How to Rig a Fishing Line

How to Rig a Fishing Line
Depending on the kind of fishing you do there are different ways to rig your fishing line. In freshwater fishing, an angler may decide to suspend the bait off the bottom using a fishing float, fish along the bottom using sinkers or employ such artificial lures as plastic worms or spoons. Each method requires the fishing pole to be rigged properly for that tactic.


Difficulty: Moderate

How to Rig a Fishing Line

Things You’ll Need:
  • Snap swivels Snelled No. 4 hooks Split shots Fishing bobbers Fffset worm hooks Plastic worms Various lures Pliers
  • Snap swivels
  • Snelled No. 4 hooks
  • Split shots
  • Fishing bobbers
  • Fffset worm hooks
  • Plastic worms
  • Various lures
  • Pliers
Step 1
Tie a snap swivel onto your fishing pole using a clinch knot. By having a snap swivel on your line you can change from one method of fishing to another in rapid fashion. Use a swivel large enough so that it can be opened and closed easily.
Step 2
Attach a hook to your snap swivel. Open the swivel and thread the eye of the hook onto it. Snelled hooks are a fine choice for many types of freshwater fishing, with a No. 4 size large enough to handle such fish as bass or carp yet still small enough to catch panfish and eels.
Step 3
Secure a fishing float onto your line if you desire to suspend your bait below the surface. The bobber should be attached as far from up the hook as you want the bait to be beneath the water. A standard round spring-loaded bobber should suffice.
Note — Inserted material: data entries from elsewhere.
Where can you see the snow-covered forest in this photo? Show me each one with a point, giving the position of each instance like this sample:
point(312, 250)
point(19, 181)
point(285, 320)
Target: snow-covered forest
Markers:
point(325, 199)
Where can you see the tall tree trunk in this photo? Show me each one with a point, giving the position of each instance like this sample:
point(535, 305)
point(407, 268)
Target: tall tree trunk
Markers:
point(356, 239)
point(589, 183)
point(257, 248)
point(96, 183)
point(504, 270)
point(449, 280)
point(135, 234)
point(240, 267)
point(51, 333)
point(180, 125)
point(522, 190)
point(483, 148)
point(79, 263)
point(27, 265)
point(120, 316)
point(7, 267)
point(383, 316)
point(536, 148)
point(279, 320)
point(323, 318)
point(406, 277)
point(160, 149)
Press down on the top button to push the catch through on the bottom, wrap your line around it twice, and then press down on the sides of the top button while your finger or thumb keeps the bottom catch from coming out. This will expose the top catch where the line can be wrapped around.
Step 4
Put split shot sinkers on your line if you want to keep your bait on the bottom. In this scenario there is no need for a bobber. Open the split shots by pinching their bottom together and slip them onto your line about 18 to 24 inches from your swivel and hook. Employ your teeth or a pair of pliers to close the split shots onto the line.
Step 5
Affix an offset worm hook onto your line if you plan to fish with plastic worms or similar bait. There is no need for a swivel, split shots or floats when you fish with plastic baits. To rig your worm to be weedless, slip a bullet sinker onto the line before you tie on the worm hook. Drive the hook through the very top of the worm, thread the worm on, bring the hook out only a half inch down the worm, turn the worm toward the hook and push the point of the hook into the worm so that when it encounters anything in the water it will not snag. This is known as a Texas rig.

Tips & Warnings

A snap swivel will allow you to quickly put on such lures as spinnerbaits, crankbaits, buzzbaits, plugs and spoons, which lets you change from one to another while fishing.